I like living (All is Vanity series) by Ingrid Mida 2011
I've been reading a lot about the theories of practice based research in the arts and came across this beautiful passage written by artist Paul Klee:

"The artist has studied this world of variety and has, we may suppose, unobtrusively found his way in it. His sense of direction has brought order into the passing stream of image and experience. This sense of direction in nature and life, this branding and spreading array, I shall compare with the root of the tree.


From the root the sap flows to the artist, flows through him, flows to his eye.


Thus he stands as the trunk of the tree.


Battered and stirred by the strength of the flow, he moulds his vision into his work.


As, in full view of the world, the crown of the tree unfolds and spreads in time and space, so with his work.

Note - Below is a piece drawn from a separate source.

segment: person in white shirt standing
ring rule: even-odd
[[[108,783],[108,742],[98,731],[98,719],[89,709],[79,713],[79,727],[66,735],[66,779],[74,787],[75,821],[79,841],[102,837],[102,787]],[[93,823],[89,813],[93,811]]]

Nobody would affirm that the tree grows its crown in the image of its root. Between above and below can be no mirrored reflection. It is obvious that different functions expanding in different elements must produce vital divergences.


But it is just the artist who at times is denied those departures from nature which his art demands. He has even been charged with incompetence and deliberate distortion.

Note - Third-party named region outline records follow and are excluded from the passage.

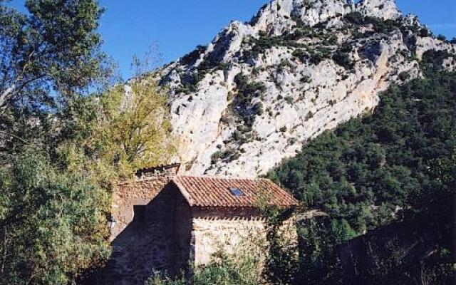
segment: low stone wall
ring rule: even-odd
[[[198,266],[210,263],[219,251],[237,254],[252,253],[264,264],[269,249],[266,219],[253,209],[199,209],[192,212],[190,256]],[[296,248],[297,234],[294,216],[278,228],[281,245]],[[261,261],[262,259],[262,261]]]

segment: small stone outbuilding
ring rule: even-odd
[[[206,264],[218,250],[233,252],[254,237],[266,240],[259,203],[298,205],[267,179],[179,176],[177,164],[142,170],[138,181],[118,185],[105,281],[143,284],[157,271]],[[283,228],[296,242],[292,215]]]

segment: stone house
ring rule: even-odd
[[[267,179],[179,176],[178,170],[178,164],[160,165],[118,184],[105,281],[142,284],[157,271],[207,264],[217,250],[232,252],[254,236],[266,239],[260,201],[284,209],[298,205]],[[293,215],[283,229],[296,243]]]

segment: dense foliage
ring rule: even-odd
[[[71,284],[109,254],[108,193],[35,152],[1,170],[0,283]]]
[[[76,284],[109,256],[111,185],[174,153],[169,110],[114,81],[96,1],[26,7],[0,1],[0,283]]]
[[[439,213],[440,227],[452,224],[452,215],[442,213],[456,190],[446,176],[455,173],[456,74],[425,73],[392,86],[372,115],[324,133],[269,173],[309,208],[328,216],[302,222],[302,281],[338,280],[332,250],[369,229],[424,214],[423,222],[430,224],[432,213]]]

And yet, standing at his appointed place, the trunk of the tree, he does nothing other than gather and pass on what comes to him from the depths. He neither serves or rules - he transmits.


His position is humble. And the beauty at the crown is not his own. He is merely a channel.


...The creation of a work of art - the growth of the crown of the tree - must of necessity, as a result of entering into the specific dimensions of pictorial art, be accompanied by distortion of the natural form, for, therein, is nature reborn."